Moreover, a pragmatic review of this and similar situations leads us to conclude a non-treating physician would be reluctant to withdraw or authorize withdrawal of blood from the injured patient of another physician. As a consequence, where the arrested person is injured, vital evidence will be suppressed by a rigidly broad application of the § 622.10 privilege.

Neither should we arrive at a conclusion which would mean a physician called to take the blood specimen in order to assist the State in prosecuting a person accused of a dangerous crime could not perform his other societal function of attending an injured person, on penalty of destroying the benefit of the test if he performed the treating function. "The law should not be construed to prevent the doctor from performing this duo-function and requiring one to be performed at the sacrifice of the other." Ladd and Gibson, Blood Test to Determine Intoxication, 24 Iowa L.Rev. 191, 261 (1939).

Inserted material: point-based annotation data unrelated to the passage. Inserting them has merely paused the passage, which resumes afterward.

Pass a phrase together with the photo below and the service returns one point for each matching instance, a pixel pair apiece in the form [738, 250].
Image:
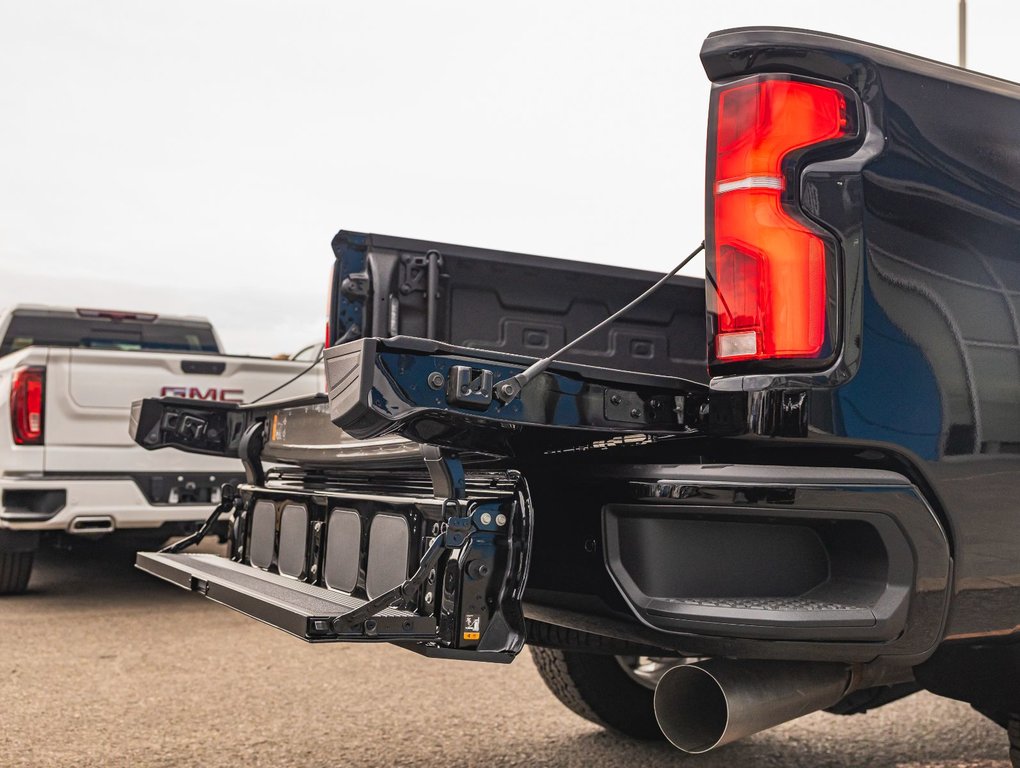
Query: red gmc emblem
[223, 396]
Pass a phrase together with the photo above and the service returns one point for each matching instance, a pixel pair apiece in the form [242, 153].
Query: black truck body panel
[927, 214]
[515, 303]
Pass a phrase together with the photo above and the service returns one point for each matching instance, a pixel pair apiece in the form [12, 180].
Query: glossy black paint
[927, 216]
[574, 580]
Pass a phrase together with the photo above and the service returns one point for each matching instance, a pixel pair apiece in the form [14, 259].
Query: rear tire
[597, 687]
[15, 568]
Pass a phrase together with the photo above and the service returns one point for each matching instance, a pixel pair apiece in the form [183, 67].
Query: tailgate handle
[202, 366]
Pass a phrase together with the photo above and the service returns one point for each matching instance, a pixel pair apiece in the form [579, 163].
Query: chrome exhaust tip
[92, 524]
[704, 706]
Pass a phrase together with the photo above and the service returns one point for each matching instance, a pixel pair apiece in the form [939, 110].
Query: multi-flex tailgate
[444, 395]
[304, 610]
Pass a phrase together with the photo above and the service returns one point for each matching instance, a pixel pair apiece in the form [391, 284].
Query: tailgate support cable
[508, 390]
[250, 449]
[228, 499]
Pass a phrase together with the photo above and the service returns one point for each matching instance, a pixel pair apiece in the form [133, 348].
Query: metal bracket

Lyman was advised of the chapter 321B procedure and consented to a test of his blood to determine its alcoholic content. In doing so he necessarily consented (so long as the test was taken pursuant to the provisions of chapter 321B) to admission of the test results into evidence in any subsequent trial, and waived the privilege to the extent necessary to accomplish that limited purpose. The physician-patient privilege was not designed, nor will it be extended, to act as a shield behind which the patient may take refuge after flunking a chapter 321B blood alcohol test to which he voluntarily assented. See Bedel, supra, 193 N.W.2d at 124.

We hold the public policy to limit death and injury on our highways is best served by permitting the State to interrogate this physician, and Mrs. Hatfield, to the minimal extent necessary to lay the above-described foundation for admission of the test result.

Dr. Meffert's testimony, in view of the motion, should be suppressed as it relates to Lyman's physicial condition, mental state, responses, or any other observations or information gained in the course of his treatment and diagnosis of this patient. Of course, he shall not be interrogated by the State as to any opinion he might hold relating to Lyman's alleged intoxication. See People v. Singer, 236 N.Y.S.2d 1012, 1013 (Suffolk Co.Ct.1962).

III. Lyman's motion to suppress was also based on several other grounds, none of which was treated in the trial court's ruling. See rule 118, R.C.P.; Ruby v. Easton, 207 N.W.2d 10, 13-15 (Iowa 1973). The record before us is inadequate to weigh the validity of the other grounds if we were inclined to do so. See Newmire v. Maxwell, 161 N.W.2d 74, 80 (Iowa 1968); cf. State v. Denato, 173 N.W.2d 576, 579 (Iowa 1970).

This case is remanded to trial court with directions to modify its order of suppression in conformance with this opinion, without prejudice to Lyman's right during trial to again raise those other grounds of his motion not treated below or here.

Writ sustained and remanded with directions.